All Times EDT
Virtual
Data Science Corps - Wrangle, Analyze, Visualize: Project VentureWell (309590)
Benjamin S. Baumer, Smith CollegeJoyce Huang, Smith College
Sunni Grace Raleigh, Smith College
*Emma Semenuk Scott, Smith College
Rachel Yan, Smith College
Annabel Yim, Smith College
Keywords: workforce development, community engagement, text analysis, experiential learning
Data Science Corps - Wrangle, Analyze, Visualize is a multi-institution, NSF-funded workforce development project that supports twenty-five students and five community partners per semester. Our team of five Smith College students is working with VentureWell, an innovation incubator. To maximize creativity, VentureWell’s E-Teams Grant Program accepts applications in an open-ended format. However, without consistency in structure or filetype, searching and analyzing proposals manually is inefficient. Our goal was to extract proposal text data, wrangle it into a data frame, and count keywords. Using the Scrum agile framework, we researched text extraction packages and outlined a workflow.

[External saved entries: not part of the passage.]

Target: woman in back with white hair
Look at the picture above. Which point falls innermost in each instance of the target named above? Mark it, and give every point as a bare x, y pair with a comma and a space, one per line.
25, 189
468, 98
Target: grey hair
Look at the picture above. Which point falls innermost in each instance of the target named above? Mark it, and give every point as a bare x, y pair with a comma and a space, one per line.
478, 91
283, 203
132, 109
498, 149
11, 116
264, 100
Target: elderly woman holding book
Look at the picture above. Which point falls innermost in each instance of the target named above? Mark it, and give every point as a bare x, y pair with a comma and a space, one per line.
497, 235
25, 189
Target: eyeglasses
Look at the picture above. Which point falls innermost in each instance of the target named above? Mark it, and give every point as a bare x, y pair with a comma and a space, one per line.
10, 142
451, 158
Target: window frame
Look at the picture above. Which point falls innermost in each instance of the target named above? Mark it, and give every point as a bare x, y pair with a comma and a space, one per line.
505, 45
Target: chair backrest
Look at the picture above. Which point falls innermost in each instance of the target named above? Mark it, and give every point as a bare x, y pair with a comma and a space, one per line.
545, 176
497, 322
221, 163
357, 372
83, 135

We wrote a set of R functions that output a data frame of extracted text from a .pdf, .doc, or .docx file in a directory. A supplemental script counts the occurrence of keywords. Our final product provides a way to systematically extract, store, and analyze text data. Possible future work includes analyzing results to increase diversity in application selection and modifying the functions to preserve formatting and to return each keyword’s surrounding sentence.